On day 30, a change in the inflammatory pattern was observed. The highest number of CD-68-positive cells was detected in the EDC/NHS Ctrl group. The number of CD-68-positive cells in the EDC/NHS Ctrl group was significantly higher than that in the Ctrl (***p < 0.001), sHA3/PBS (***p < 0.001), sHA3+EDC/NHS (****p < 0.0001) and sham-OP groups (****p < 0.0001). The number of CD-68-positive cells was significantly higher in the Ctrl group than that in the sHA3+EDC/NHS (**p < 0.01) group. The EDC/NHS Ctrl group showed the highest number of CCR-7-positive cells. It was significantly higher than that in the Ctrl (***p < 0.001), sHA3/PBS (***p < 0.001), sHA3+EDC/NHS (****p < 0.0001) and sham-OP groups (****p < 0.0001). Additionally, the Ctrl group showed a relatively high number of CCR-7-positive cells that was comparable to the numbers found in the sHA3/PBS and sham-OP groups. The sHA3+EDC/NHS group showed the lowest number of CCR-7-positive cells, which was significantly lower than that of the Ctrl group (**p < 0.01). The numbers of CD-206-positive cells were comparable in all groups and showed no statistically significant differences (Fig. 5C–F).
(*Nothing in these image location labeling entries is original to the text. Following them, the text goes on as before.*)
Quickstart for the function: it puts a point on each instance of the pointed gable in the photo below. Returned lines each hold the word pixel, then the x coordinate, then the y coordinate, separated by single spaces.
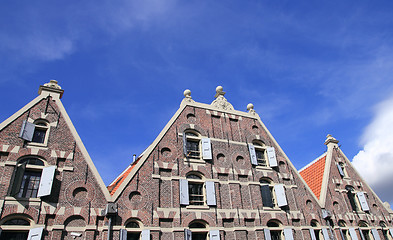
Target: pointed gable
pixel 313 174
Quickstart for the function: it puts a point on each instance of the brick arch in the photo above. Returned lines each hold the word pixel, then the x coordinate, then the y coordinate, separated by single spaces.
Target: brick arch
pixel 204 217
pixel 23 216
pixel 186 126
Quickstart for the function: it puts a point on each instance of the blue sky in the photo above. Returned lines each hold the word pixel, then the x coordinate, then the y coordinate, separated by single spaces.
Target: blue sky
pixel 310 68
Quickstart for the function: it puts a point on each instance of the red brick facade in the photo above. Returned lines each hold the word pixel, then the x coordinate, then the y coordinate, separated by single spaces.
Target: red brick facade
pixel 248 189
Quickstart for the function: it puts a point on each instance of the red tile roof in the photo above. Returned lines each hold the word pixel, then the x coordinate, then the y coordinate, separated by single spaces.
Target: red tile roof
pixel 313 175
pixel 119 180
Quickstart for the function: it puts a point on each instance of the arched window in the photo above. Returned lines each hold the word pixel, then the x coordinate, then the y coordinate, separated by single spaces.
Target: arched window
pixel 196 189
pixel 40 131
pixel 16 227
pixel 260 152
pixel 315 230
pixel 191 143
pixel 29 174
pixel 364 230
pixel 267 193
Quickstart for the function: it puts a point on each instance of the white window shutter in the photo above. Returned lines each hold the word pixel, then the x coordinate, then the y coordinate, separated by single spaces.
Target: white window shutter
pixel 340 170
pixel 47 176
pixel 253 155
pixel 206 149
pixel 184 198
pixel 214 234
pixel 352 233
pixel 363 201
pixel 27 131
pixel 325 234
pixel 288 234
pixel 280 195
pixel 145 234
pixel 35 233
pixel 312 234
pixel 271 155
pixel 361 234
pixel 266 232
pixel 375 234
pixel 187 234
pixel 123 234
pixel 210 194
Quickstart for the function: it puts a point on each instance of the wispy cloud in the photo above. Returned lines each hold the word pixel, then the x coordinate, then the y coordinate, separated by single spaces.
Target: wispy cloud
pixel 375 161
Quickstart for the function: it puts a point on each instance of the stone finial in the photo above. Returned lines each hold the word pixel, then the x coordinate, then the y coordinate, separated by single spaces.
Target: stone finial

3.3.2.2. Multinucleated giant cells formation

No multinucleated giant cells (MNGCs) were found in any group at the first observation time point (day 3). After 15 days, MNGCs were detected only in the sHA3/PBS and EDC/NHS Ctrl groups and were not observed in the Ctrl, sHA3+EDC/NHS and sham-OP groups. No TRAP-positive cells were detected at any time point; therefore, this marker was excluded from the histomorphometric analysis.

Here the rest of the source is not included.